Xylitol is an all-natural sugar free sweetener that tastes and looks like sugar, but that is where the similarities end. Our bodies produce up to 15g of xylitol daily during normal metabolism. Xylitol is one of a group of sugar substitutes known as polyols. Others in the same group include sorbitol and maltitol, but they have 6 carbon structures and can be metabolised by harmful bacteria. However, xylitol has a unique 5 carbon structure metabolised only by friendly bacteria. Xylitol is a sweetener that occurs naturally. It can be found in berries and other fruits, some vegetables and in the woody fibres of birch tree and corncobs.

Where was xylitol discovered?

German and French chemists discovered xylitol almost simultaneously in the late 19th century. In Russia, it has been used for decades as a sweetener for diabetics and in Germany, for intravenous feeding solutions. In China, xylitol has been used for various medical purposes. It is now used in over 40 countries as a safe, natural and healthy alternative sweetener. The FDA in the USA has approved it for over 40 years.

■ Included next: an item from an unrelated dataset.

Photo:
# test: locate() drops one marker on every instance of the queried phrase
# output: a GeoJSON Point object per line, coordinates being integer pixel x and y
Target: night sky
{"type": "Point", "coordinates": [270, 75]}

How is xylitol manufactured?

Xylitol derives its name from xylan, meaning wood, and is manufactured from natural xylan-rich sources (biomass) such as birch tree and corncob fibre. Wood sugar (xylose) is extracted from the biomass, and the liquid wood sugar is then converted to pure crystalline xylitol.

How is xylitol metabolised in the body?

Dietary xylitol is easily metabolised by the body. A small portion is slowly absorbed through the small intestine and carried in the portal blood supply to the liver, where it is converted to glucose. Because of the slowness of absorption, the majority of xylitol (approximately ¾ of that consumed) moves down to the lower intestine. There, it is metabolised by friendly bacteria to short-chain fatty acids, which are mostly returned to the liver for oxidation, providing energy.